Your Thursday host will be Amy Hornblas of Vermont Stands Up and our state’s number-one anti-masker conspratorialist. She is still obsessed with mask mandates that expired years ago. I’m sure she will bring a rational, accessible view to her new platform.

And get this: They don’t HAVE a host for Fridays. According to Page, the Friday slot will be “Chef’s Choice… either a rebroadcast, or something new and unique.”

In other words, They Have No Idea What They’re Doing.
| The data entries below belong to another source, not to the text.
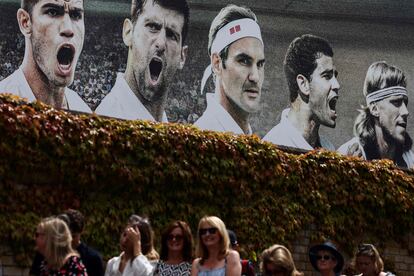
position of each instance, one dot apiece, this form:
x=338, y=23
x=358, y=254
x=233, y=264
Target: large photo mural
x=298, y=74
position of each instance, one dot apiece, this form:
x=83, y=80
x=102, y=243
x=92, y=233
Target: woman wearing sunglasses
x=176, y=250
x=368, y=261
x=326, y=259
x=277, y=261
x=213, y=250
x=136, y=243
x=54, y=242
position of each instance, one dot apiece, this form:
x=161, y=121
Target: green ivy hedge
x=109, y=169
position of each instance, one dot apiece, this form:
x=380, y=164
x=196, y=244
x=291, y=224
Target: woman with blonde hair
x=277, y=260
x=54, y=242
x=368, y=261
x=214, y=257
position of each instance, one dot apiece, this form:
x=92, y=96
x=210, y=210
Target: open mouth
x=155, y=67
x=332, y=103
x=402, y=124
x=65, y=55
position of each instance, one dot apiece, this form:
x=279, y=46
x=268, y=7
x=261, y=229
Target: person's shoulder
x=196, y=260
x=89, y=251
x=233, y=255
x=109, y=105
x=75, y=102
x=10, y=84
x=274, y=134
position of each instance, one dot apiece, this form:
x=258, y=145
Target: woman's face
x=274, y=270
x=175, y=240
x=325, y=261
x=40, y=240
x=365, y=265
x=209, y=234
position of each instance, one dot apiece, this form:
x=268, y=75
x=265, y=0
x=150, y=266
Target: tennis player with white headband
x=237, y=63
x=380, y=128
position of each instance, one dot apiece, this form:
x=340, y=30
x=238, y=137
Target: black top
x=90, y=258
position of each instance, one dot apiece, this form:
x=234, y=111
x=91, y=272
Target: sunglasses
x=177, y=238
x=204, y=231
x=324, y=257
x=38, y=234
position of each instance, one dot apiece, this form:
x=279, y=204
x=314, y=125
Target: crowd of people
x=60, y=251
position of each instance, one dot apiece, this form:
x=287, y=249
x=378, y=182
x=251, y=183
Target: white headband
x=385, y=93
x=228, y=34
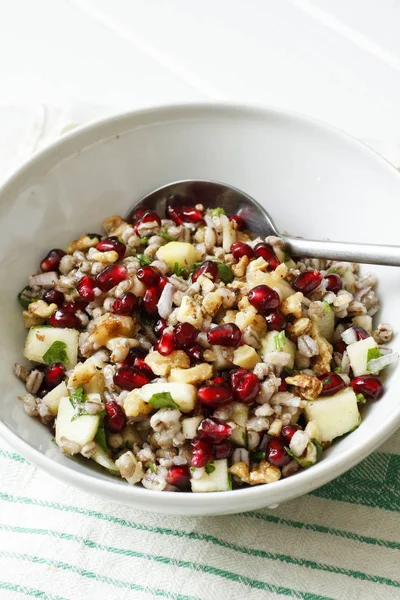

The lineup is bad enough. From my view as a longtime radio guy, what’s even worse is what it says about the direction — or lack thereof — at WDEV, which prospered for decades as a community resource for central Vermont under the ownership of the Squier clan. But after Ken Squier’s death, his family sold the station to Myers Mermel and Scott Milne, unsuccessful Republican candidates for statewide office.

At the time, I thought there was a chance that the new owners, both smart businessmen, might chart a path forward for WDEV. I wasn’t optimistic because the radio business is in severe and likely irreversible decline, but I thought if anyone could do it, it’d be Mermel and Milne.

So far, things are not going well. Any listener will tell you there’s a dearth of local advertising on the air. Lots of public service announcements, which radio stations play for free when they don’t have paid advertising. Last year, Mermel promoted a new partnership with The Nation, which seemed to presage a more progressive direction for station content. But otherwise, everything is trending to the right. WDEV recently lost its national newscast partner when CBS Radio closed down — and Mermel replaced CBS with Townhall/SRN, an extremely conservative, pro-Trump enterprise.

Worse, the station has turned its 9-11 a.m. call-in show from a community fixture to a state-level gabfest hosted by a rotating collection of Vermont political types — most of them conservative, and most with little or no connection to, you know, the local audience. Now, the 11:00 slot will be given over to a random collection of fringey cranks.

If WDEV is to have any chance of surviving, it needs to re-establish a connection to its local communities. It needs prominent local personalities who can attract audiences and advertisers alike. It needs a stable, predictable, welcoming collection of personalities who are known in the community.

It’s probably too late for this to work. The horse long ago escaped the barn, and the barn itself was hit by a succession of flaming asteroids labeled Corporate Radio, The Internet, and Podcasts. But it’s a better hope than whatever the hell Mermel and MIlne are trying to cook up.

If they even have a plan. From the outside, this looks more like the desperate wanderings of a drunk who’s lost his keys and his way home. And pissed his pants. And vomited down his shirt.

I hope I’m wrong. I’m rooting for WDEV, I really am. It’s one of the few remaining outposts of locally-owned radio. But my optimism fades with each new development at the formerly Friendly Pioneer.